Because muscles atrophied from 12 years of paralysis regain strength in an instant, eh?
Of course if you want to be healed, you have to apply and go through a screening process. Wonder what gets screened eh?
So tonight I am kicking myself. Perhaps I handled it “properly” making my point while still thanking them for their help and being polite…but another side of me wishes I had done more. My manners be damned.
Maybe one day I should take them up on the offer…but then I’d probably just be told it didn’t work because I didn’t believe.
I’m back. It was a spring where I got tired of whining and complaining, but summer is now in full bloom, trips coming up and fun in the sun to be had. Before any of that could happen I had one major issue hanging over my head that had to be addressed.
My driver’s license.
Months back I posted pics and details about how I still drive, even with my legs basically useless to me anymore (long story but yes this year they have got worse…no whining in this one though), but I glossed over one major detail. Despite the fact that I had been driving with the hand controls for almost four years, the government had never got around to actually sending me the notice indicating I needed to be retested for them.
I didn’t hide it. Every medical professional I met with was informed I had them. For some reason, the paperwork never went through…until about midway through June this year. Finally, I got the notice that I would need to be retested for my license due to “changes in my medical condition.” I only had a few weeks in which to do a vision test, the written test and then a full on driving test before my license would be suspended. Yikes!
So with huge thanks to Remo Minichiello and his company Drive Again, I got the latest version of the study book, found some online practice tests and began a quickie refresher.
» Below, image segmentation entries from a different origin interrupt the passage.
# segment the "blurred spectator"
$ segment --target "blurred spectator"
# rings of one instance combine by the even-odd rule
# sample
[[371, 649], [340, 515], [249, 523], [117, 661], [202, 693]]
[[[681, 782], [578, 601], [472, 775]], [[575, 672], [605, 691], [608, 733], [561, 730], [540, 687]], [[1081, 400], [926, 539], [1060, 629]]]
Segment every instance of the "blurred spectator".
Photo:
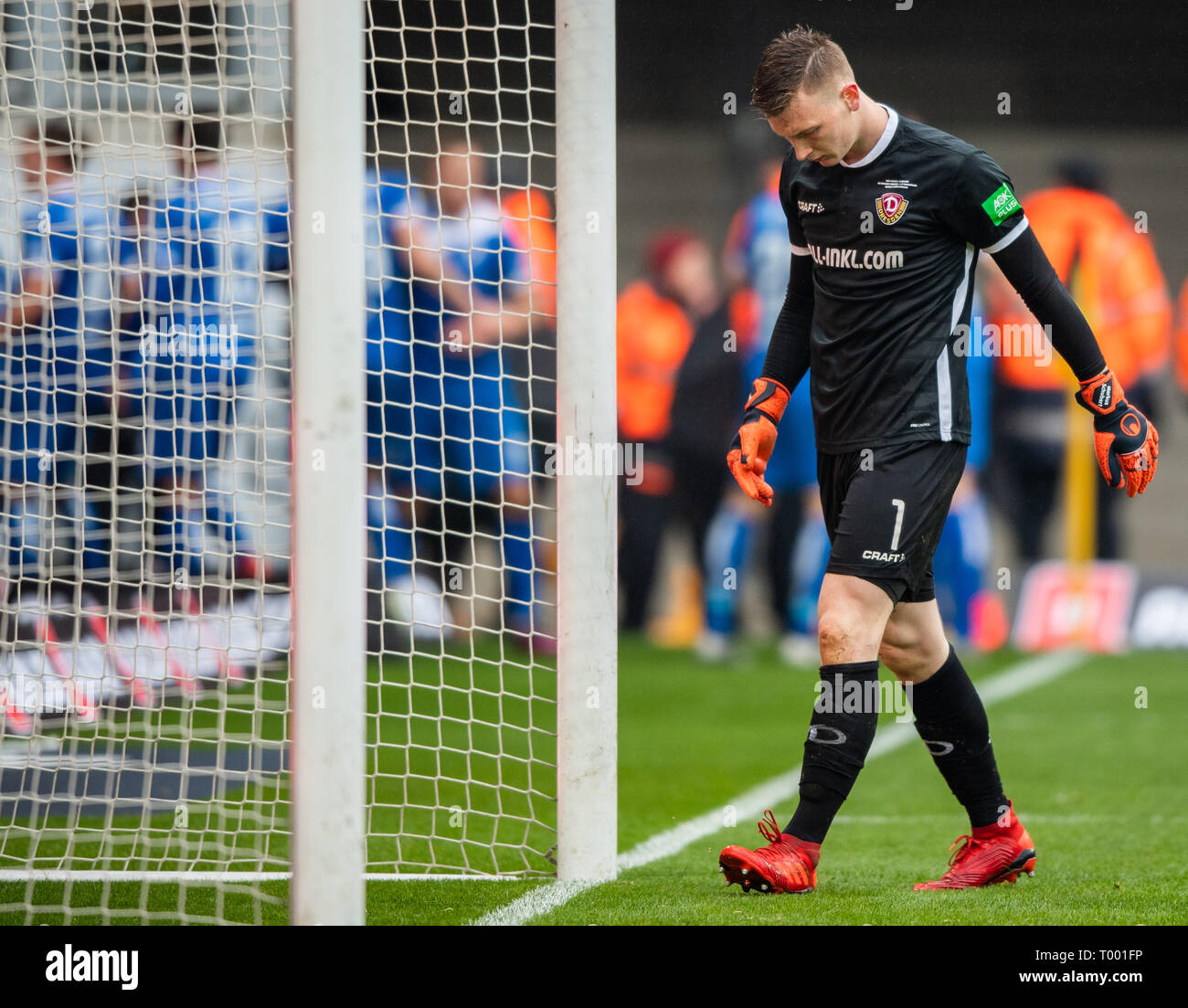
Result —
[[456, 504], [493, 521], [504, 629], [512, 643], [549, 650], [554, 642], [541, 634], [527, 409], [501, 352], [527, 335], [531, 271], [495, 202], [487, 158], [465, 139], [444, 141], [432, 179], [436, 209], [413, 221], [413, 245], [440, 250], [437, 277], [413, 265], [413, 486], [422, 508]]
[[[981, 263], [992, 262], [984, 256]], [[985, 319], [981, 298], [974, 294], [971, 330], [980, 333]], [[971, 341], [971, 347], [973, 346]], [[981, 489], [982, 473], [990, 461], [991, 395], [994, 361], [980, 352], [966, 357], [966, 384], [969, 389], [971, 441], [966, 468], [953, 493], [949, 514], [933, 556], [933, 578], [941, 619], [959, 644], [993, 650], [1004, 641], [1001, 603], [996, 593], [985, 591], [991, 560], [990, 515]]]
[[[1152, 385], [1167, 365], [1170, 305], [1150, 238], [1102, 190], [1100, 171], [1089, 163], [1057, 166], [1057, 184], [1023, 200], [1028, 220], [1063, 284], [1101, 345], [1126, 397], [1158, 422]], [[987, 313], [999, 327], [1035, 325], [1035, 317], [997, 270], [988, 271]], [[1068, 397], [1076, 383], [1068, 366], [1050, 353], [1010, 353], [1003, 340], [994, 389], [993, 480], [1025, 562], [1038, 560], [1043, 531], [1064, 467]], [[1026, 349], [1026, 348], [1025, 348]], [[1097, 555], [1121, 554], [1117, 505], [1121, 497], [1104, 480], [1098, 494]]]
[[557, 228], [549, 194], [527, 184], [519, 159], [500, 163], [504, 226], [529, 256], [532, 329], [526, 346], [504, 347], [507, 370], [522, 382], [535, 445], [557, 436]]
[[638, 472], [619, 497], [619, 584], [626, 630], [640, 630], [674, 490], [669, 436], [677, 373], [694, 327], [720, 307], [714, 260], [688, 231], [657, 234], [647, 248], [647, 278], [630, 284], [617, 308], [619, 441], [634, 446]]
[[1180, 392], [1188, 402], [1188, 279], [1180, 288], [1175, 339], [1175, 372]]
[[86, 518], [82, 459], [112, 412], [110, 260], [105, 206], [81, 195], [77, 157], [64, 119], [19, 141], [21, 263], [0, 335], [0, 467], [10, 569], [40, 559], [49, 577], [39, 529], [61, 487], [82, 533], [83, 575], [99, 579], [108, 557]]
[[254, 197], [227, 179], [219, 120], [176, 120], [169, 150], [175, 181], [153, 207], [147, 246], [138, 235], [121, 254], [146, 291], [139, 363], [146, 481], [158, 491], [156, 542], [165, 544], [157, 559], [171, 574], [206, 573], [213, 529], [236, 577], [266, 578], [220, 465], [236, 456], [236, 405], [255, 374]]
Remo mentioned to me that if everyone on the road were to be forced to do these tests today, probably 70% of drivers would fail. Don’t you doubt that for one minute. I know full well that a lot of the written knowledge I had done in my test, 20 odd years ago, was long forgotten. How many demerit points before you are called in for an interview? How many metres away from a fire hydrant do you park? What is the official distance behind an emergency vehicle you have to allow? Holy crap I have to know all this?
So I studied and rolled into the Downsview testing centre for the vision and written test. I give them great credit in that they helped out big time when they saw the reasons, making sure then got the vision machine tilted down to my level, and finding me a spot to write the test from my chair. Despite how bloody blind I am (remember I AM the definition of coke bottle glasses), I passed that part easily enough. Next though was what I was really nervous about…the written.
I mean seriously, two tests, one on rules, the other signs, and you can only 4 wrong on each. Get every one right on one, but 5 wrong on the other, you’re screwed. Now I did have an advantage. Since I was there due to medical reasons, I could ask for a retest immediately if I wished…and I wasn’t being charged for any of it. Dammit, though could you imagine the teasing I’d get if I failed…then failed again? No wait…I’d actually have to have admitted that…hmmm…just thought of that. In any case, I wrote them. After they first gave me the wrong test…somehow I knew something was wrong when the test started talking about walk around checks of busses. Ok right test finally…let’s do this.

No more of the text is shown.